5. Proactive readiness, not only reactive response

Guidance and concierge models — Cleo's included — activate once there's something to manage: a diagnosis, a hospitalization, a crisis already underway. They're built to respond. What they're not structured to do is get an independent parent set up before the acute moment, so the first bad day doesn't start from a blank page.

That's a second axis where Averyn differs: Averyn Ready builds the readiness layer proactively — a curated packet, wallet card, EMS-ready fridge magnet, and the Record Vault behind them — so coordination during an event is faster because the infrastructure already exists. For the sandwich-generation employee whose parent “is independent and doesn't need anything yet,” that pre-crisis head start is often the highest-leverage thing a benefit can fund.

What Cleo is built for

Cleo is a sponsor-funded, global family-care platform with broad lifecycle breadth — parenting, family planning and pregnancy, children and teens, adult caregiving, and self-care — delivered through a matched Guide plus specialist escalations, with structured care-planning artifacts (a family-health score, support plans) and a health-plan / Medicare Advantage channel alongside direct employer sales. It's a workforce-wide model built for broad, multi-country deployment.

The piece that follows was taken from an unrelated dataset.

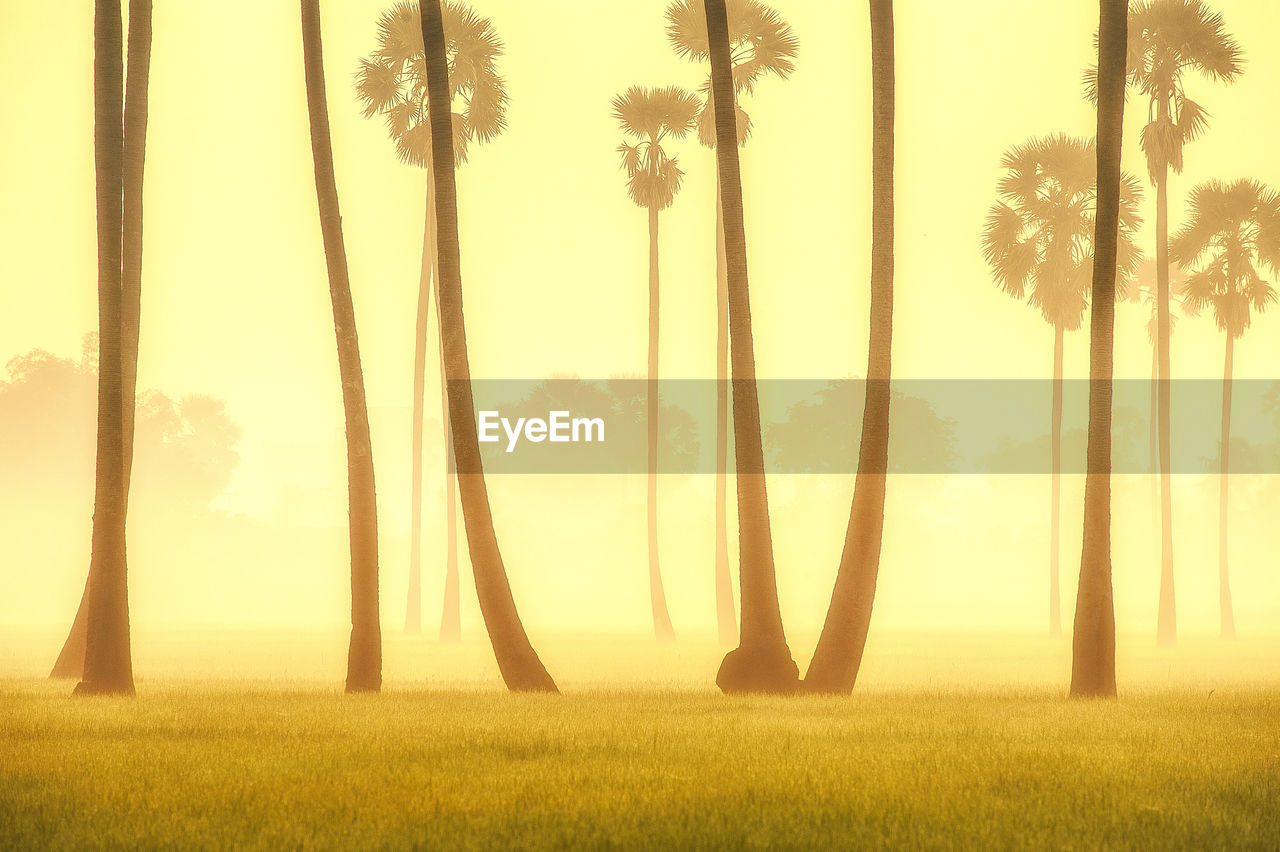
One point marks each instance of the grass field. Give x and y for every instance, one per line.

Where Cleo is the strongest fit

Cleo is the stronger answer when your decision matches this pattern:

  • You're a multinational employer needing consistent family-care coverage across many countries.
  • You're a health plan or Medicare Advantage plan looking for member-experience uplift with plan-quality positioning.
  • Your benefits architecture leads with parenting and family planning as the entry point and treats eldercare as one lane among many.
  • A measurable family-health score and structured support-plan artifacts fit your reporting model.

If your need matches that shape, Cleo is a reasonable fit to evaluate and Averyn isn't the structural alternative for the same buyer profile.

How both can coexist in one stack

For a large enterprise, running both is rationally defensible:

  • Cleo as the workforce-wide family-care platform — matched Guides, lifecycle coverage across parenting and eldercare, sponsor-outcome reporting, and (where applicable) plan-quality positioning across the full employee population.
  • Averyn voluntary listing as the HCE / partner cohort offer — reaching the senior cohort whose retention math justifies a depth-of-execution offer at zero employer cost, with the privacy and discretion that cohort actually needs.

Benefits stacks routinely include both a broad sponsor-funded category benefit and a specialty offer positioned for a senior cohort (executive coaching alongside L&D, concierge medical alongside the medical plan, financial advisory alongside the 401(k)). Caregiving is following the same pattern.

What this honest comparison won't tell you

This article deliberately doesn't disclose specific employer-channel negotiated rates (Cleo's sponsor pricing isn't public; Averyn's employer-channel pricing is covered in a direct conversation). It doesn't relitigate broader caregiver-benefit category data — the buyer's guide covers that. It doesn't speculate about Cleo's roadmap beyond what's been publicly stated.

What it tries to do is give a benefits committee enough framing to decide cleanly: Cleo, Averyn, or some combination. If your honest read is that Cleo is the better fit, that is a defensible procurement decision.